Let $G$ be a finite abelian group and let $p$ be a prime that divides order of $G$. then $G$ has an element of order $p$
Proof When $G$ is abelian. First note that if $|G|$ is prime, then $G \approx Z_p$ and we are done.
In general, we work by induction. If $G$ has no nontrivial proper subgroups, it must be a prime cyclic group, the case we’ve already handled.
So we can suppose there is a nontrivial subgroup $H \leq G$. Either $p$ divides $|H|$ or $p$ divides $|G/H|$.
In the first case, by induction, $H$ has an element of order $p$ which is also of order $p$ in $G$ so we’re done.

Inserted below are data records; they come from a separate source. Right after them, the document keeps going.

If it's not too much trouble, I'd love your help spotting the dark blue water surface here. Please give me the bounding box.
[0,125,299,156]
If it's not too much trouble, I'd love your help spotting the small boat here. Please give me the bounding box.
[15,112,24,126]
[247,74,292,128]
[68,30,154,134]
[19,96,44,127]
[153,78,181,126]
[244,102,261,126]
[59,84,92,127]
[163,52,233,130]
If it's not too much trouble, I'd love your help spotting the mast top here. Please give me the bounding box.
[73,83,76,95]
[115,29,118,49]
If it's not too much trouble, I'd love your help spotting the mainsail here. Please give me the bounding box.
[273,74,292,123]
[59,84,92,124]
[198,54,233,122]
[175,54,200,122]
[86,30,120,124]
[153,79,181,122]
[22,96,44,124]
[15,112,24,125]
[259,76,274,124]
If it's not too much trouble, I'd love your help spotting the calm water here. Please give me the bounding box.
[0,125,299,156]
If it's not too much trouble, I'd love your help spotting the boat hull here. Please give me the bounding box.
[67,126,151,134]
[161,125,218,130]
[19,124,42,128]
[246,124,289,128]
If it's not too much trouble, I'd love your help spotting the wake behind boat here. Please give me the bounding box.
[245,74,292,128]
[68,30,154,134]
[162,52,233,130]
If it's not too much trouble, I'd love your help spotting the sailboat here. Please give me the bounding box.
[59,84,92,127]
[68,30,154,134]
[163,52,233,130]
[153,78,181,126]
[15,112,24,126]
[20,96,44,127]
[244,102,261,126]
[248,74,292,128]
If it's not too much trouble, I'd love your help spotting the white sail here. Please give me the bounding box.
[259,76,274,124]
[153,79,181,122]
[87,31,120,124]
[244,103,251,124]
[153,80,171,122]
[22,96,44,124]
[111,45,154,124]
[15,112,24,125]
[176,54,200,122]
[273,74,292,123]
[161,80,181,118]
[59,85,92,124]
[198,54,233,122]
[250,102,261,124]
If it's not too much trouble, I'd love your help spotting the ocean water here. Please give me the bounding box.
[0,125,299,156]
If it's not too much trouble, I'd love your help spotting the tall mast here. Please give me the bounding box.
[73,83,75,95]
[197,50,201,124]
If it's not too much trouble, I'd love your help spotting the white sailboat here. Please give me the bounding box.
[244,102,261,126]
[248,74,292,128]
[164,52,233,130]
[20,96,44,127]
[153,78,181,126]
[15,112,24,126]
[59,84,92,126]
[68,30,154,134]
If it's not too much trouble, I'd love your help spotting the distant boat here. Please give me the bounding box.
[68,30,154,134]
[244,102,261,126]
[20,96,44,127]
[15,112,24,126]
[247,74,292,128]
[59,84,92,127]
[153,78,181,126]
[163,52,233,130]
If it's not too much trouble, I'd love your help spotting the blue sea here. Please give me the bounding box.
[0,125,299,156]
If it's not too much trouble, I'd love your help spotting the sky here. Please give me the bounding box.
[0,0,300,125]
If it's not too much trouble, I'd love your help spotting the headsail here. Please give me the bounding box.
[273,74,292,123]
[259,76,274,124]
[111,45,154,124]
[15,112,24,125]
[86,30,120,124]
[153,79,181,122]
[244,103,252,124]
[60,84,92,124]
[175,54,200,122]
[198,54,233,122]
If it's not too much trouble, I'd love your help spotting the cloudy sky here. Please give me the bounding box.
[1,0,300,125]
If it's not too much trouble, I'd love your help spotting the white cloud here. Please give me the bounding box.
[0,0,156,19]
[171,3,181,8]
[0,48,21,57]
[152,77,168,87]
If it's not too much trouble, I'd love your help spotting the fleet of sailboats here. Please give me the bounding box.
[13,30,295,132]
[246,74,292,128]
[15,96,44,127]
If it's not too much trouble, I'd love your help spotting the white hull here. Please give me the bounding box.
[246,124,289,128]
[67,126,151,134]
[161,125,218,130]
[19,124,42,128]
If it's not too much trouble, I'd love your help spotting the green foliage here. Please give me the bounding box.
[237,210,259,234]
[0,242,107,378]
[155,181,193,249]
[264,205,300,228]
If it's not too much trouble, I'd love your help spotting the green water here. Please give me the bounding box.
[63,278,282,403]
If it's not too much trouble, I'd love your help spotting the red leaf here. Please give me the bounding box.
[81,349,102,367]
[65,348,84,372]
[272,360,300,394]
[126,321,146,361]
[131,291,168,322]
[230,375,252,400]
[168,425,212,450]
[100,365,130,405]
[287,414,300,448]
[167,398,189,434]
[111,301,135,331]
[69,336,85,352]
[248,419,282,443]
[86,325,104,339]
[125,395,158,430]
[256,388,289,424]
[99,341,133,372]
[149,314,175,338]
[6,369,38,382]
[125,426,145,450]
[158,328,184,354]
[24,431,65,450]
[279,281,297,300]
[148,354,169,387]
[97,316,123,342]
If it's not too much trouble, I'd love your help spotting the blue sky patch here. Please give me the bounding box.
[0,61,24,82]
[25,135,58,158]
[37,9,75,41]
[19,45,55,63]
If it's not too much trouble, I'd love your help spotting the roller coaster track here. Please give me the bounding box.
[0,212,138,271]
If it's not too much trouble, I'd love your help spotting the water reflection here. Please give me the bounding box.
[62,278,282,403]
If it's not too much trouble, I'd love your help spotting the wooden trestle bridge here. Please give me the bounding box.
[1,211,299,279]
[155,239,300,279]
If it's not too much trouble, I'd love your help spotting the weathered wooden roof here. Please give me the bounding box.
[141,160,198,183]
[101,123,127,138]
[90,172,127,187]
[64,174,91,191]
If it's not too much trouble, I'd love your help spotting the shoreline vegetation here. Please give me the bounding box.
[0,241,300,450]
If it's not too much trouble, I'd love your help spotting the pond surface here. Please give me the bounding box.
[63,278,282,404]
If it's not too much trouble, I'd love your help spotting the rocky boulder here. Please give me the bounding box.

In the second case, if $g H$ has order $p$ in $G/H$ then $|g H|$ divides $|g|$, so $\langle g \rangle \approx Z_{kp}$ for some $k$, and $kg$ ∈ G has order $p$.
I am confused over how
(i) Either $p$ can divide $|H|?$
(ii) In the second case, if $g H$ has order $p$ in $G/H$ then $|g H|$ divides $|g|$, so $\langle g \rangle \approx Z_{kp}$ for some $k$, and $kg$ ∈ G has order $p$
$p$ was supposed to divide $|G|$ . but why does the statement say that $p |~~ ||H|$
Help will be really appreciated. Thanks
For the alternative approach that @user133281 suggested, see Isaacs' 'Finite Group Theory' exercise 1A.8. Using group actions, it is easier, I think.